October 2008—Older American workers who lose their jobs in the troubled U.S. economy face greater hurdles in finding new jobs than younger workers. They will receive little or no advance notice of their layoff, little or no severance, limited assistance in terms of unemployment insurance, and few resources to assist in their reemployment. However, this demographic is underrepresented in many federally supported employment and training programs. A handful are lucky enough to work for employers who provide adequate advance notice and severance benefits, but with unemployment rising and projections for job growth grim, many older Americans will face the difficult task of finding new employment largely on their own.

According to our Issue Brief 17: Older and Out of Work: Employer, Government and Nonprofit Assistance, older dislocated workers are underserved by federally-funded Workforce Investment Act programs. The main federal program devoted to low-income adults over 55, the Senior Community Service Employment Program (SCSEP), serves less than 1% of the potentially eligible population and results in limited job placements.

“More Americans than ever must work beyond the traditional retirement age of 65," observed co-author Carl Van Horn, Professor and Director of the Heldrich Center at Rutgers University. "Losing a job later in life is especially hard for people with long job tenure whose skills are considered out of date and who have limited experience searching for work in a volatile 21st Century economy.”

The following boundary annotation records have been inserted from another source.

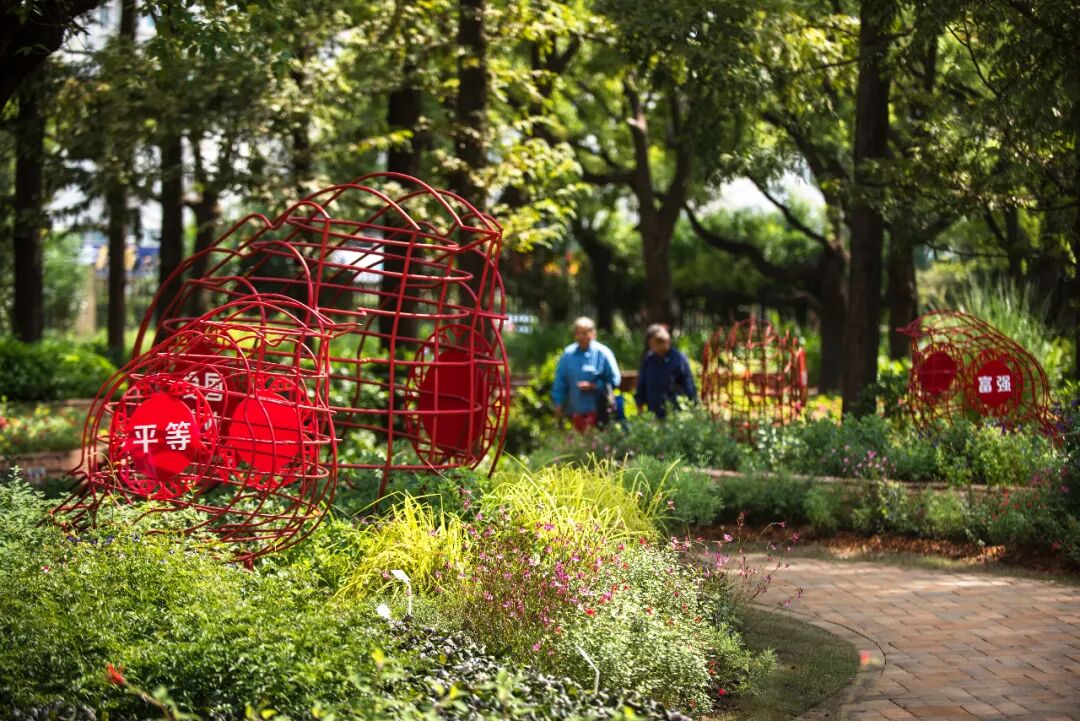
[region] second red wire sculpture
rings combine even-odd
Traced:
[[[961,418],[1050,432],[1050,382],[1039,362],[985,321],[933,311],[901,329],[910,337],[907,406],[920,428]]]
[[[807,404],[806,352],[754,317],[717,329],[701,358],[701,400],[731,435],[750,440],[761,427],[785,425]]]

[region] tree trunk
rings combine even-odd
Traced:
[[[125,43],[129,52],[135,51],[135,0],[124,0],[120,8],[118,42]],[[106,179],[105,208],[109,216],[109,308],[107,325],[109,355],[120,364],[124,360],[126,345],[124,330],[127,325],[127,174],[132,168],[132,152],[125,147],[126,138],[110,140],[118,149],[120,168],[113,168]]]
[[[44,68],[27,78],[18,91],[15,137],[14,302],[12,328],[28,343],[41,340],[45,327],[44,263],[45,231],[43,166],[45,118],[42,112]]]
[[[648,322],[675,327],[678,303],[675,300],[675,286],[672,283],[670,240],[662,237],[656,228],[648,230],[642,228]]]
[[[902,332],[915,319],[919,310],[919,298],[915,285],[915,254],[909,235],[900,230],[902,223],[893,225],[889,236],[888,294],[889,294],[889,357],[894,360],[906,358],[910,349],[910,338]],[[906,228],[905,228],[906,229]]]
[[[867,198],[874,187],[867,161],[888,152],[889,79],[885,72],[891,0],[860,4],[859,84],[855,91],[855,193],[851,203],[851,275],[848,284],[848,324],[845,332],[846,371],[843,412],[866,416],[875,411],[865,391],[877,380],[881,338],[881,266],[885,221]]]
[[[199,254],[213,245],[214,240],[217,237],[217,221],[221,216],[217,190],[204,185],[202,196],[197,203],[191,205],[191,212],[195,216],[195,247],[193,251],[195,258],[191,263],[191,278],[193,280],[205,277],[206,270],[210,267],[210,259]],[[210,310],[210,299],[203,288],[199,288],[192,293],[188,302],[188,315],[193,317],[198,317]]]
[[[593,228],[586,228],[584,223],[573,223],[573,235],[589,257],[589,268],[593,276],[593,304],[596,305],[596,327],[599,330],[610,331],[615,325],[611,248],[605,245]]]
[[[1015,205],[1008,205],[1004,209],[1004,216],[1009,277],[1014,283],[1021,283],[1024,278],[1023,261],[1027,256],[1027,242],[1024,239],[1024,231],[1020,227],[1020,208]]]
[[[416,85],[414,72],[415,68],[406,66],[402,73],[404,82],[388,98],[388,130],[391,133],[408,131],[411,133],[411,138],[407,144],[395,145],[390,148],[390,152],[387,154],[387,171],[417,176],[420,174],[420,155],[422,152],[418,133],[423,97],[420,89]],[[406,235],[403,235],[402,240],[408,239]],[[383,275],[379,280],[379,289],[383,294],[381,304],[386,310],[399,309],[406,313],[415,312],[416,303],[406,300],[402,300],[399,303],[395,300],[395,296],[401,290],[401,273],[405,270],[405,249],[399,246],[387,246],[386,253],[386,258],[382,261],[382,270],[393,275]],[[394,316],[380,315],[378,321],[380,342],[383,348],[389,348],[389,338],[394,332]],[[397,335],[400,337],[413,338],[416,336],[416,318],[397,318]]]
[[[843,290],[848,263],[842,253],[827,247],[822,250],[820,269],[821,378],[818,389],[822,393],[835,393],[843,380],[843,324],[848,309]]]
[[[161,247],[158,256],[157,312],[168,308],[180,289],[170,277],[184,260],[184,144],[179,134],[161,140]]]
[[[642,234],[642,255],[645,261],[646,314],[649,323],[663,323],[672,328],[678,323],[678,302],[672,283],[671,241],[675,222],[686,202],[689,187],[691,153],[683,136],[681,109],[674,89],[669,90],[667,103],[672,117],[672,136],[676,142],[675,171],[657,206],[657,191],[652,186],[652,166],[649,158],[649,127],[640,96],[629,82],[623,83],[630,106],[630,134],[634,146],[632,186],[637,198],[638,231]]]
[[[299,67],[291,70],[289,77],[296,83],[297,93],[303,96],[308,92],[307,63],[311,57],[311,49],[300,44],[295,49],[295,52]],[[308,185],[313,177],[311,162],[311,115],[307,111],[301,110],[300,114],[294,118],[294,122],[289,128],[289,136],[292,140],[293,187],[298,194],[307,195],[309,192]]]
[[[110,178],[105,191],[109,215],[109,355],[114,363],[124,357],[124,329],[127,309],[124,294],[127,287],[127,190],[119,178]]]
[[[450,187],[464,200],[484,212],[487,192],[476,182],[475,174],[487,165],[485,139],[487,137],[487,39],[484,37],[485,0],[458,2],[458,97],[455,107],[457,130],[454,150],[459,161],[458,169],[450,174]],[[471,240],[471,239],[469,239]],[[462,270],[472,273],[472,291],[478,296],[485,271],[481,253],[467,253],[459,257]]]

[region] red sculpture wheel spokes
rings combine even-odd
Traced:
[[[227,476],[269,491],[295,484],[306,467],[319,464],[315,425],[299,379],[257,375],[226,423]]]
[[[405,421],[426,462],[472,463],[484,457],[499,421],[491,412],[494,396],[501,393],[500,368],[490,343],[469,326],[444,326],[428,338],[409,373],[416,410]]]
[[[913,372],[918,390],[936,398],[953,389],[953,382],[960,372],[960,363],[955,350],[947,344],[933,344],[915,356]]]
[[[202,477],[216,447],[217,422],[199,389],[166,375],[147,376],[112,405],[111,470],[99,471],[92,482],[109,485],[114,474],[129,493],[176,499]]]

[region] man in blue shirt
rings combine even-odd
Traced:
[[[698,399],[693,385],[693,372],[686,356],[672,348],[672,337],[667,328],[651,325],[645,331],[649,345],[642,369],[637,372],[637,390],[634,400],[639,409],[648,408],[657,418],[667,414],[667,405],[684,395],[691,402]]]
[[[563,351],[555,367],[555,385],[551,390],[555,416],[569,416],[573,427],[584,432],[596,425],[597,405],[607,403],[621,380],[615,354],[596,340],[596,325],[586,317],[575,321],[573,342]]]

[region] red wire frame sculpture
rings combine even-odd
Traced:
[[[701,399],[733,437],[750,440],[762,426],[785,425],[807,404],[806,352],[789,332],[754,317],[718,328],[701,359]]]
[[[497,460],[501,241],[461,198],[390,173],[247,216],[162,285],[87,418],[86,482],[56,513],[86,521],[109,492],[194,507],[249,560],[310,532],[341,468],[381,470],[381,496],[393,470]],[[365,432],[384,451],[341,462],[337,441]]]
[[[336,482],[330,327],[291,298],[247,296],[133,358],[94,400],[83,482],[54,515],[79,528],[109,496],[145,515],[193,509],[187,532],[242,561],[305,538]]]
[[[994,418],[1052,432],[1050,382],[1036,358],[985,321],[932,311],[900,329],[910,337],[907,407],[916,425]]]

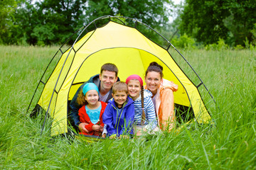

Highlighted in this brief are actions by some state governments, community colleges, and nonprofit organizations to develop new initiatives for older jobseekers, which may rely on a mix of federal, state, philanthropic, private and other resources. Yet there are also a growing number of private firms, as yet unregulated, who are marketing services to older jobseekers.

“In the absence of more robust federal assistance in the deteriorating economy,” notes co-author Maria Heidkamp, “employers and state and local policymakers should continue to develop innovative approaches to improve prospects for older job seekers, and researchers must evaluate these new interventions to learn which ones are most effective."